After his request for asylum was turned down by France, Ben Ali and his immediate family sought refuge in Saudi Arabia, where he is reportedly hiding now.
A new coalition led by Prime Minister Mohamed Ghannouchi, a loyalist of Ben Ali, has taken over the Tunisian government. But opposition parties have called the new government a sham, while thousands of people have taken to the streets again to protest.
Residents of the country's impoverished rural areas have declared that no ally of the former despot will be allowed to remain in power.
The echoes of the protests in Tunisia have reverberated across other nations, triggering anti-government demonstrations in Yemen, Lebanon and Egypt.
The causes behind the unrest are the same in each country -- despotism, suppression of the rights of the people, excesses of security forces in dealing with people's movements, unemployment, inflation, corruption, opulence of leaders etc
In Yemen, protesters took to the streets to condemn the arrest of rights activist Tawakul Karman. Karman was arrested by the authorities for leading student rallies against the government in capital Sanaa last week.
Student protesters, inspired by the popular ouster of Tunisia's president, have been holding demonstrations against Ali Abdullah Saleh, who has ruled Yemen for 32 years.
Sunni Muslim supporters of Lebanon's caretaker Prime Minister Saad al-Hariri are protesting against the nomination of Hezbollah-backed Najib Mikati as the next PM.
Hezbollah and its allies toppled Hariri's government two weeks ago in a dispute about indictments in the investigation of his father's killing.
Supporters of Hariri have accused Hezbollah of carrying out a coup to put Lebanon's premiership under Iranian control. They want Hariri to remain as the PM and form the new government.
Hundreds of Egyptian protesters, including journalists, have been arrested during unprecedented mass protests against President Hosni Mubarak's autocratic regime.
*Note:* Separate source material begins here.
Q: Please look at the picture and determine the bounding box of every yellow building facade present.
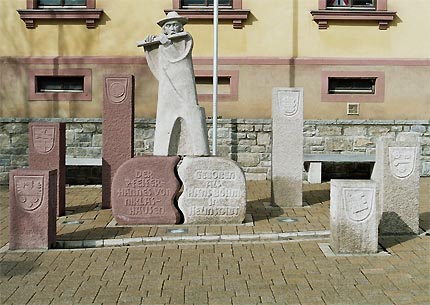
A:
[1,0,429,120]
Egypt witnessed a second 'day of anger' against the 30-year-rule of Mubarak on Thursday, as thousands of protesters took to the streets, shouting slogans like 'Down with Hosni Mubarak, down with the tyrant' and 'We don't want you'!
Two persons -- a protester and a policeman -- were killed on Wednesday, bringing to six the death toll in the two-day protests, media reports said.
The interior ministry has released a statement warning that no further demonstrations of any kind would be tolerated.
The protests in Egypt have threatened to destabilise the regime of Mubarak, a close US ally in the Arab world.